— Можно заряжать батареи в самом тоннеле?
— Зарядка требует помещения не меньше пяти метров. Вы представляете, что это значит в скальной породе? А потом, учтите выделение газов при зарядке. У нас нет места для дополнительной вентиляции.
— Мне все-таки кажется, что решение где-то под руками.
— Мне тоже вначале казалось, — усмехнулся Георгий.
— Товарищи, почему не бьется инженерная мысль? — Варвара Петровна взмахнула душистым платочком, призывая обладателей кожаных курток к соучастию.
— Я все-таки за троллейный вариант, — сказала черная куртка, — расширить сечение тоннеля…
— На пятидесяти километрах! — сказала Варвара Петровна. — Что нам рупь, что нам два!
— Сечение тоннеля и так запроектировано с непомерным излишеством.
Она снова наклонилась над бумагой, исчерченной Георгием.
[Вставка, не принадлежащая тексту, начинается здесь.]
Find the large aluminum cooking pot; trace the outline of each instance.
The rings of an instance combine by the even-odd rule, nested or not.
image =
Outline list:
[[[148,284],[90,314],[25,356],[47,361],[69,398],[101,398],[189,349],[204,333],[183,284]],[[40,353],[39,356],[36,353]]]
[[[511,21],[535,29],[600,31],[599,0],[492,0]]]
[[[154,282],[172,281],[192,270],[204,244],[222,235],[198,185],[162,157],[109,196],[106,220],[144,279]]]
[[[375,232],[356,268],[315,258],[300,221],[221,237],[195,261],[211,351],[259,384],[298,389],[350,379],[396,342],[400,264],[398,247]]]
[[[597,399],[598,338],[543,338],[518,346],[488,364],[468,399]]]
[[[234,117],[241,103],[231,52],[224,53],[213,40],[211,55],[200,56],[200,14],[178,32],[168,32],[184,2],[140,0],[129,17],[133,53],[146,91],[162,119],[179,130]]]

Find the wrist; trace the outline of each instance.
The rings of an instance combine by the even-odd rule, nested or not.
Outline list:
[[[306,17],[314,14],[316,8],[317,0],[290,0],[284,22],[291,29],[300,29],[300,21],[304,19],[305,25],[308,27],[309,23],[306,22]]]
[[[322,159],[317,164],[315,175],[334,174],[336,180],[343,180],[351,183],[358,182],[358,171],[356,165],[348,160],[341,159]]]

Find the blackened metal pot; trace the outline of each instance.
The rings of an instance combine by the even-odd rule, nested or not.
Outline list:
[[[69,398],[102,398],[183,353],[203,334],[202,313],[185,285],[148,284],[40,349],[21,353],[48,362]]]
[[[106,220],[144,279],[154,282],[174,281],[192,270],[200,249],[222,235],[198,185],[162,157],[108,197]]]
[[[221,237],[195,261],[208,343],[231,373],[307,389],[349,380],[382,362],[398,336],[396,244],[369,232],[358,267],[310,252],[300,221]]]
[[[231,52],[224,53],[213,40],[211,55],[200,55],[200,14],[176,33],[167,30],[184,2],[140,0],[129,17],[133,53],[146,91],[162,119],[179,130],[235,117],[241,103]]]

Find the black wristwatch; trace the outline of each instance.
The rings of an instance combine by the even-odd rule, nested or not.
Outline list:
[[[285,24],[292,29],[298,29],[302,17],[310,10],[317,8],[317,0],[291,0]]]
— А если нам подумать об увеличении емкости аккумуляторной батареи?
— В этой области искать можно. Но ни один из существующих типов по габаритам не подходит нашему забою.
— Запроектировать новые.
— Можно, — кивнул Георгий, — создать новые электровозы. Это затормозит наше строительство минимум на два года.
— Ах, черт! — сказала она, — Где у нас профиль участка?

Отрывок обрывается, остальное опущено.